Hey John,

> I've never heard of a "matrix homomorphism", so you'd have to define that concept before I could answer. I know what a homomorphism of matrix algebras is, but that doesn't go between matrices: it goes between _sets_ of matrices.

I think I know what Keith is getting at.

Take the free [semigroup](https://en.wikipedia.org/wiki/Semigroup) \$$\mathfrak{S} = \langle S, ; \rangle\$$ over an infinite alphabet (using Frederick Eisel's notation).

As you noted, you can make a [rig](https://en.wikipedia.org/wiki/Rig) using multisets over \$$\mathfrak{S}\$$ with \$$\cup\$$ and \$$\otimes\$$, with \$$\otimes\$$ defined as:

$X \otimes Y := ⦃ x ; y \; : \; x \in X \text{ and } y \in Y ⦄$

Moreover, while multisets form a rig, we also have *finite* multisets form a rig.

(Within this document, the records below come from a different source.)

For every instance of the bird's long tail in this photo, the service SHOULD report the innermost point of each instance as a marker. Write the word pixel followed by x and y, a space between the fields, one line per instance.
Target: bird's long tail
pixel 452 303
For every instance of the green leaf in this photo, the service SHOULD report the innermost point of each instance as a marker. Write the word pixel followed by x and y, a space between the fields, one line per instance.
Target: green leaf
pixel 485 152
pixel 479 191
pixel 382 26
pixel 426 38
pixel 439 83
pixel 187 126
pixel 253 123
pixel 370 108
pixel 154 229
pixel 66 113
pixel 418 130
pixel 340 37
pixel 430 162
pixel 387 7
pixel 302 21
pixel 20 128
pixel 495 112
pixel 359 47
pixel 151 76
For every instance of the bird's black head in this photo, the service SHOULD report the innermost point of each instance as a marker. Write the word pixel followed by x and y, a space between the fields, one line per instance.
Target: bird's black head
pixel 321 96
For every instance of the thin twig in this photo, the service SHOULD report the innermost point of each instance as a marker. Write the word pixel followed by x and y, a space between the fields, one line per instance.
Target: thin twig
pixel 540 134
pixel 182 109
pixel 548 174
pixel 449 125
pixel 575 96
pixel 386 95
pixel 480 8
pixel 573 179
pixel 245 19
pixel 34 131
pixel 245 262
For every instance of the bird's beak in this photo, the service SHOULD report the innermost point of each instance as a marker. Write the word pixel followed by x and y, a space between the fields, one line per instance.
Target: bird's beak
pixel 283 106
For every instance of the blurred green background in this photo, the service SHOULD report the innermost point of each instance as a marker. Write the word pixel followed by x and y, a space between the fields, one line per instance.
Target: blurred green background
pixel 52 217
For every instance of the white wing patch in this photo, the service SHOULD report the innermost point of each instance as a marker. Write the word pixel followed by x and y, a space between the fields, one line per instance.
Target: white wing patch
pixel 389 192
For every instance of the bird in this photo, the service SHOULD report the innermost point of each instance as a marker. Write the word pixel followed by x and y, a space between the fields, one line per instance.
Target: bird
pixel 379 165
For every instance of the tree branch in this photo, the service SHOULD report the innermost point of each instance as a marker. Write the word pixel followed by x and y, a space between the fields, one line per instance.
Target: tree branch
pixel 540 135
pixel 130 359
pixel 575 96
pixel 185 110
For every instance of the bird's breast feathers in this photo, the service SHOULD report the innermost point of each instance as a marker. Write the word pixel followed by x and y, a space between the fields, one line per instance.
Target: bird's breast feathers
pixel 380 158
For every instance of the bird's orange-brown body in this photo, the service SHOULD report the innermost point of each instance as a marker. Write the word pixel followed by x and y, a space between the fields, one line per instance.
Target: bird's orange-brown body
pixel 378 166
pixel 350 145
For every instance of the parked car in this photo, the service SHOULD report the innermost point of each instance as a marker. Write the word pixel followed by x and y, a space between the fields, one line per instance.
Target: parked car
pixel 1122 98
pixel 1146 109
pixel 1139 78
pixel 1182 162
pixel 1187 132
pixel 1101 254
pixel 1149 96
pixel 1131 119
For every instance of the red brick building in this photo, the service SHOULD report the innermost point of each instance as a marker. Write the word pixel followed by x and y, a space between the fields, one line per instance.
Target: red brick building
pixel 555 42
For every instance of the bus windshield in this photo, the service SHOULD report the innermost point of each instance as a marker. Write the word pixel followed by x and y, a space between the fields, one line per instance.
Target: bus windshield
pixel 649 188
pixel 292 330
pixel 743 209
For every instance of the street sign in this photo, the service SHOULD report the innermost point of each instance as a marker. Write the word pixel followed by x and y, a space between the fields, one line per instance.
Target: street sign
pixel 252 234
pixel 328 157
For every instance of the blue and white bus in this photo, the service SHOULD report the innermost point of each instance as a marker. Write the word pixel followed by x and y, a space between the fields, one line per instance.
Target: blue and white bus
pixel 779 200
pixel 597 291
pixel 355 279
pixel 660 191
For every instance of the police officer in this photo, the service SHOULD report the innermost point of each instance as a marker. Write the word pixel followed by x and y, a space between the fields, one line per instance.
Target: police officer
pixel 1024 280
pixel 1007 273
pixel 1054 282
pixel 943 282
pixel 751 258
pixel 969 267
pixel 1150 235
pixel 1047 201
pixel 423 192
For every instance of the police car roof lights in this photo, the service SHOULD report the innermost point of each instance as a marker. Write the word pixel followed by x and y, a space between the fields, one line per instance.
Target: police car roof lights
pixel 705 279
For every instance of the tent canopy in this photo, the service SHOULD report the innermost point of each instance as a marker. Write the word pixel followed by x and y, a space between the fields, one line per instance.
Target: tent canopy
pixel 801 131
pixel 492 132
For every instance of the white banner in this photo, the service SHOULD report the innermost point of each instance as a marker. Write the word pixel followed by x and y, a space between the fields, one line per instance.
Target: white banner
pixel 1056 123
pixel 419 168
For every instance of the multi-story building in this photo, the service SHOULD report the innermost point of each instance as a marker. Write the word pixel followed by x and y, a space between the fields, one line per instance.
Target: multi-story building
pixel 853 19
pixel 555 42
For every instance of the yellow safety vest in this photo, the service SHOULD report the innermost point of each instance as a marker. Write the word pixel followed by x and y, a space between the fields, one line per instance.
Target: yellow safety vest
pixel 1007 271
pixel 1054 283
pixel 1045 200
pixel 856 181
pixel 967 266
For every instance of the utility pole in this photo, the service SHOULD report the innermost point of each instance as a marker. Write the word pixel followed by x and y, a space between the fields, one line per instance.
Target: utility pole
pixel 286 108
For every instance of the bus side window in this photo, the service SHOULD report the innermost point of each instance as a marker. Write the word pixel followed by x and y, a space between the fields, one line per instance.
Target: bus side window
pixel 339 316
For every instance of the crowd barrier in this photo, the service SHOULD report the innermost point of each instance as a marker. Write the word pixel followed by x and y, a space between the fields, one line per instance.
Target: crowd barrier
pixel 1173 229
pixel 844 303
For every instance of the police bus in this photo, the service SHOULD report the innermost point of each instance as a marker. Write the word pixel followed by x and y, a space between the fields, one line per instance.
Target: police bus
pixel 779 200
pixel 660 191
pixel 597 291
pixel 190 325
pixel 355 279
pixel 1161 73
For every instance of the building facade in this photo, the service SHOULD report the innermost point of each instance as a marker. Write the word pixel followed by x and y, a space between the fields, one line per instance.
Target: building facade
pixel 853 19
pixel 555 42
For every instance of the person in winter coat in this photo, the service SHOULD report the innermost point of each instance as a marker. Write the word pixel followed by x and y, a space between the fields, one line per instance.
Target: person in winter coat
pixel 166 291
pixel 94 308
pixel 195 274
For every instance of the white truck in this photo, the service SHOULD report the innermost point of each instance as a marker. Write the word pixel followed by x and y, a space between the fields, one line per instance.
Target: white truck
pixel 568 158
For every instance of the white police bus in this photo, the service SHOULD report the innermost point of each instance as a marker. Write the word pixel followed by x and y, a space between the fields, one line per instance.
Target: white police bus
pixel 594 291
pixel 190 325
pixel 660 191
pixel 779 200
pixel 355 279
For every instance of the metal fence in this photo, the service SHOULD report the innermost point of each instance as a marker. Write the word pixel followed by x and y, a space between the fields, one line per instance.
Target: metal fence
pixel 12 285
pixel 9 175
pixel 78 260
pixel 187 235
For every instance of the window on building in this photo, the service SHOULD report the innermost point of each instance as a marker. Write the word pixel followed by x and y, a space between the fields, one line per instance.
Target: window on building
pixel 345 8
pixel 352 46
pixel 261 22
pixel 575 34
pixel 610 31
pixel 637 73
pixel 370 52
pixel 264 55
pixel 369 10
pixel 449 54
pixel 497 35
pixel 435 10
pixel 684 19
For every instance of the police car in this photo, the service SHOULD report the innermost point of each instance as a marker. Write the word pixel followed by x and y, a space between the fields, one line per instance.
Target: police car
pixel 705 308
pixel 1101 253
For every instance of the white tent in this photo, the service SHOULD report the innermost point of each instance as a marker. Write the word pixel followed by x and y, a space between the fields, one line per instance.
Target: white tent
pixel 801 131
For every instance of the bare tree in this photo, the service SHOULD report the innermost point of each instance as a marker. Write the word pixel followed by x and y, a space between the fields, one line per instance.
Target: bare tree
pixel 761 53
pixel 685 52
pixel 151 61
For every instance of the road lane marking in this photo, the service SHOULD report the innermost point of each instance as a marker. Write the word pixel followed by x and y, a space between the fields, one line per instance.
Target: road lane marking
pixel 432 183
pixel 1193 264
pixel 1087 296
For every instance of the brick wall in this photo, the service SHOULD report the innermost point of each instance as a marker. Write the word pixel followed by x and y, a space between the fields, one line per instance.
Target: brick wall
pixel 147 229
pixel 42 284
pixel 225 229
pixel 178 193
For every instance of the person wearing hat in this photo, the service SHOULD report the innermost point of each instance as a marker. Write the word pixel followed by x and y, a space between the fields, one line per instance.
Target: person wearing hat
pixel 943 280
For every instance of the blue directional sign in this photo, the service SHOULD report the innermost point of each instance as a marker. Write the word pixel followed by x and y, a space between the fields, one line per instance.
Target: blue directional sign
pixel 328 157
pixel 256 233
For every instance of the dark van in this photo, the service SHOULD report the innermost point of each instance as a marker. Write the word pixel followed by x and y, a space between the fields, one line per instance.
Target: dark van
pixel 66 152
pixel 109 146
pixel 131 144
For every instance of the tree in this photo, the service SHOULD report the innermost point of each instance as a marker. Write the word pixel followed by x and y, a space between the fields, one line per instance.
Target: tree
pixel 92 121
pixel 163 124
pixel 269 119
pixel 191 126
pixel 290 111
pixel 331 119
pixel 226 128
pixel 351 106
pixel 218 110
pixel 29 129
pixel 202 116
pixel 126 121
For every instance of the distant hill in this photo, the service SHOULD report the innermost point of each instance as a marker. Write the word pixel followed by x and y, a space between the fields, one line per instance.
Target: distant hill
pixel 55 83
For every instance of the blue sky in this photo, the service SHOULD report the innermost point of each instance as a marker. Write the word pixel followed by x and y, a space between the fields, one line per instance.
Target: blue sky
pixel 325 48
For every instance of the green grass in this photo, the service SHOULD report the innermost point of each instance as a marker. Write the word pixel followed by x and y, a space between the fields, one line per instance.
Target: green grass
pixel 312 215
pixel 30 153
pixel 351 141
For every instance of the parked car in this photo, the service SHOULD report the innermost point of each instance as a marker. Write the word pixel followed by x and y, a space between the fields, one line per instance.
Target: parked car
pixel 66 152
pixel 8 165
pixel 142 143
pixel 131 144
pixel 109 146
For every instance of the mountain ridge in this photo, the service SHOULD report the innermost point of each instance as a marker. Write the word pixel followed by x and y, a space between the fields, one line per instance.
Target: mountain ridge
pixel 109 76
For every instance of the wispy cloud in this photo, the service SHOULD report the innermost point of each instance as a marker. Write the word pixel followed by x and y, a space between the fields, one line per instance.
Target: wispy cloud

For any rig, the finite \$$n \times n\$$ square matrices over that rig form another rig.

There's a "rig-homomorphism" that takes \$$n \times n\$$ matrices over finite multisets to \$$n \times n\$$ matrices over \$$\mathbb{N}\$$. In particular, it maps corresponding matrix-elements \$$a_{ij} \mapsto \lVert a_{ij} \rVert \$$.

I don't think there's an adjunction there, though.